栴檀を炭にした子
 
 昔、ある長者に一人の子息がいたが、貸(物の価値)を弁えることができなかった。父は子を外国に行かせ、交易をさせた。子は始め、高価な栴檀を積んで他国へ往き商売をしたが、久々に售(う)れなかった。そこで他の人に市では何が貴ばれているのかと尋ねた。すると、ここでは炭が貴ばれていると言われたので、子は早速、栴檀を焼いて炭としたのである。

 日寛上人は「摂受の時は機を将護するので、機が熟さなければ大法を与えてはいけない。もし与えると、かえって機を損じてしまうことがある。

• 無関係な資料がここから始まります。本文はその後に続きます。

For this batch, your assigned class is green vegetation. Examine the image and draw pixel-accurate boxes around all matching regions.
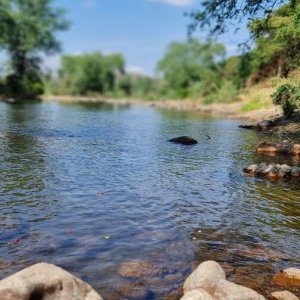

 商の器量のない者に大切な宝を与えて商売をさせたからこういう失敗をしたのである。何のかいもなくなってしまった。今また、このように寿量の妙法は本地甚深の奥蔵・山河の珠(たま)たる無上至極の重宝であるから、釈尊は卒爾(そつじ)に与えず機縁が熟するまで待って、寿量品にきて説き顕し、普く一切衆生に与えたのである。
 だから、大聖人も本尊抄に『迹門十四品にいまだこれを説かず、法華経の内に於いても時機未熟の故か』と記されている」と仰せである。